Class variables are shadowed by instance attribute. This means that when looking up an attribute, Python first looks in the instance, then in the class. Furthermore, setting a variable on an object (e.g. self) always creates an instance variable - it never changes the class variable.

This means that when, in your second example you do:

self.x += 1

which is (in this case, see footnote) equivalent to:

self.x = self.x + 1

what Python does is:

1. Look up self.x. At that point, self doesn't have the instance attribute x, so the class attribute A.x is found, with the value 10.
2. The RHS is evaluated, giving the result 11.
3. This result is assigned to a new instance attribute x of self.

So below that, when you look up x.x, you get this new instance attribute that was created in add(). When looking up y.x, you still get the class attribute. To change the class attribute, you'd have to use A.x += 1 explicitly – the lookup only happens when reading the value of an attribute.

---

Your first example is a classical gotcha and the reason you shouldn't use class attributes as "default" values for instance attributes. When you call:

self.x.append(1)

there is no assignment to self.x taking place. (Changing the contents of a mutable object, like a list, is not the same as assignment.) Thus, no new instance attribute is added to x that would shadow it, and looking up x.x and y.x later on gives you the same list from the class attribute.

---

Note: In Python, x += y is not always equivalent to x = x + y. Python allows you to override the in-place operators separately from the normal ones for a type. This mostly makes sense for mutable objects, where the in-place version will directly change the contents without a reassignment of the LHS of the expression.

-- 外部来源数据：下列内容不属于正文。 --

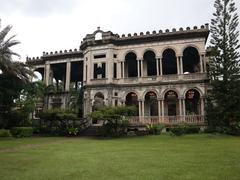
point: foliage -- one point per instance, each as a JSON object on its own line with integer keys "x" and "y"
{"x": 5, "y": 133}
{"x": 76, "y": 101}
{"x": 114, "y": 119}
{"x": 14, "y": 75}
{"x": 22, "y": 131}
{"x": 60, "y": 122}
{"x": 30, "y": 95}
{"x": 155, "y": 129}
{"x": 191, "y": 157}
{"x": 224, "y": 96}
{"x": 179, "y": 130}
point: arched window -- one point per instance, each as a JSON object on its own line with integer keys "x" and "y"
{"x": 149, "y": 64}
{"x": 98, "y": 36}
{"x": 98, "y": 101}
{"x": 170, "y": 100}
{"x": 191, "y": 60}
{"x": 192, "y": 102}
{"x": 151, "y": 104}
{"x": 169, "y": 62}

However, immutable objects (such as numbers in your second example) do not override in-place operators. In that case, the statement does get evaluated as a regular addition and a reassignment, explaining the behaviour you see.

(I lifted the above from this SO answer, see there for more details.)

这篇关于类变量和实例变量之间的差异的文章就介绍到这了，希望我们推荐的答案对大家有所帮助，也希望大家多多支持IT屋！